What is teledentistry?

  • Teledentistry is the use of telehealth systems in dentistry.  It isn’t the same as face-to-face exams or treatment.  It:
    • Limits exposure to COVID-19 through social distancing
    • Delivers virtual health and education. 
    • Lets dentists and dental specialists advise patients.  They can consult with other dental providers. They can assess and direct a patient to the right source of care (if needed). 
    • Serves patients with certain dental conditions and concerns.
    • Can decrease the number of patients seeking dental care at emergency departments (ED).
  • Providers offer advice and education through: 
    • Live video interaction
    • Store-and-forward.  This is when a patient, provider, or location sends records or data to a different dental provider or specialist.  This happens using secure system.  
  • There may not be a way to conduct a teledentistry appointment.  The patient may not have internet access. The patient’s locate is too remote – there’s not enough bandwidth.  A provider may call to provide advice, consultation, and/or triage.

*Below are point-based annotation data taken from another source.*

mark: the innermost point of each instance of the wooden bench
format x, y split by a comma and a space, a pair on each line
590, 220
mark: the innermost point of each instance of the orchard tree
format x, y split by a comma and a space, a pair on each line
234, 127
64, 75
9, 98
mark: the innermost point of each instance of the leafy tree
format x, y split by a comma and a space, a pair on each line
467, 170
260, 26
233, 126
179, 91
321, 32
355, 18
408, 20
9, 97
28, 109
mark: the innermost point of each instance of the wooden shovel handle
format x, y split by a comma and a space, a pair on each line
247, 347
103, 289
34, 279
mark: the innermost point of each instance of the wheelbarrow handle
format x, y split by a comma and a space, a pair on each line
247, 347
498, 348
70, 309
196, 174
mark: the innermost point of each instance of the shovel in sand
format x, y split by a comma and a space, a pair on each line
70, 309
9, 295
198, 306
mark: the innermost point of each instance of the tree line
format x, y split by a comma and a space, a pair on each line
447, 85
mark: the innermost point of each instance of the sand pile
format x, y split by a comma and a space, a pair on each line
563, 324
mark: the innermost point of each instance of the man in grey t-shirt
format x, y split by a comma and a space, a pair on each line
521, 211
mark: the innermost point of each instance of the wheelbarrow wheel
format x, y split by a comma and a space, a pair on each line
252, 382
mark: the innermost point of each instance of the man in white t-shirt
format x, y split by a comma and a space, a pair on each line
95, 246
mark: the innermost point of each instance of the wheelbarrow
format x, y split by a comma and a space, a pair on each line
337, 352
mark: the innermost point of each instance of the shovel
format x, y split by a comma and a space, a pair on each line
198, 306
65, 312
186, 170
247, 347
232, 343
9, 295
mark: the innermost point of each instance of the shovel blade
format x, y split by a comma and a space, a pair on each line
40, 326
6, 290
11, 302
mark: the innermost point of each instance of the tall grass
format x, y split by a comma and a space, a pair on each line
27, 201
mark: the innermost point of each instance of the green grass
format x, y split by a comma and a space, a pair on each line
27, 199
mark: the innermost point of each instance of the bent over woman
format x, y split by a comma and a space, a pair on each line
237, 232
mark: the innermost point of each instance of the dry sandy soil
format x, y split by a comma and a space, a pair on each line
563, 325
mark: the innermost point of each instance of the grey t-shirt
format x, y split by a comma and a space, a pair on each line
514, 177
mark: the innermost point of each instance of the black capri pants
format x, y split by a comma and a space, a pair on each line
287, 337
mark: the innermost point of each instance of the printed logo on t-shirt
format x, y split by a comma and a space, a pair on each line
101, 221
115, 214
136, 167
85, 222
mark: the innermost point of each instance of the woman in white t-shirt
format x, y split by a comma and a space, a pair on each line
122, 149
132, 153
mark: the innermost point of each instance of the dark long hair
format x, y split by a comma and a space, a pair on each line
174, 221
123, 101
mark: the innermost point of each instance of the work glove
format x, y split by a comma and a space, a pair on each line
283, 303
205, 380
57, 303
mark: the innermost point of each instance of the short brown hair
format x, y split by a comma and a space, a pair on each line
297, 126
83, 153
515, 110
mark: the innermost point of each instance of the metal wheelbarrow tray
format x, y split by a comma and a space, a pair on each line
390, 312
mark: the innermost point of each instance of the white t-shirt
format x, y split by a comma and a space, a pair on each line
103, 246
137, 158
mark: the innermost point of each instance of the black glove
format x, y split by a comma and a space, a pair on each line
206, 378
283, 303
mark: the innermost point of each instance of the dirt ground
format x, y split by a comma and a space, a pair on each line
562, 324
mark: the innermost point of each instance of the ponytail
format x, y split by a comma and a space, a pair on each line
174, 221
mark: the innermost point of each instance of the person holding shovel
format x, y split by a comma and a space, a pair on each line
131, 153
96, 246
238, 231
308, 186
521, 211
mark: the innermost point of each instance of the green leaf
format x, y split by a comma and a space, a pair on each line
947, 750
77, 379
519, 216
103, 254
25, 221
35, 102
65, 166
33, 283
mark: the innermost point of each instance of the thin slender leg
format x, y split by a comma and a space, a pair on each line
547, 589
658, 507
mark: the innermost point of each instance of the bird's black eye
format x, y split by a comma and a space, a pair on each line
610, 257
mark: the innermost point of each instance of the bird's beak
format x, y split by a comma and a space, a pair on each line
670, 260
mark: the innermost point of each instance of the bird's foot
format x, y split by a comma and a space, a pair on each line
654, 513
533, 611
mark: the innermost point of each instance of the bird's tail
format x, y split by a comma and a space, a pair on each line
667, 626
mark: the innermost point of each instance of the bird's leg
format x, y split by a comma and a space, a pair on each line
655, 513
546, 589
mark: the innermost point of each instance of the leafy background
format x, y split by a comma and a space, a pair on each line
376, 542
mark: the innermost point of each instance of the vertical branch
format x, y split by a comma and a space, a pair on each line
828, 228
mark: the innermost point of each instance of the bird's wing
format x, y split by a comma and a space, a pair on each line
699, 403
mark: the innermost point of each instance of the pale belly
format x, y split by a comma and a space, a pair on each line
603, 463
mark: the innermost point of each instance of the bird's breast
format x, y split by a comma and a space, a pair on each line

Does the Military Health System (MHS) offer teledentistry?

  • The Military Health System (MHS) offers teledentistry.  Providers may use it, for example, when: 
    • A patient quarantined at home needs a virtual appointment
    • A dentist has to assess a Service member’s dental risk before deployment
    • A dental providers need to consult with other dental or medical providers
    • Providers base its use on good clinical judgment. 
  • Service Members and the Corporate Dental System (CDS).  CDS will let service members know if they can get teledentistry appointments at local dental treatment facilities.
  • A diagnosis may not be possible in a teledentistry appointment.  It may require a physical exam and new x-days.  But, impressions may be helpful to advice, educate, or triage the patient.
  • Dental providers must follow HIPAA rules. Providers should:
    • Only use DoD or DHA-approved means to conduct the visit (This only applies to military providers.)
    • Confirm the patient’s identity.
    • Avoid others being in the room during the visit to protect the patient’s privacy.
    • Send documents and images through secure means.  For example, use encrypted email, a secure system.

Does the TRICARE Dental Program (TDP) or Active Duty Dental Program (ADDP) cover teledentistry?

TRICARE doesn’t usually cover teledentistry. The Defense Health Agency is granting a temporary waiver due to COVID-19.  Dental providers may now offer limited exams or consults through teledentistry.  Check with your dentist to see if he or she offers this service.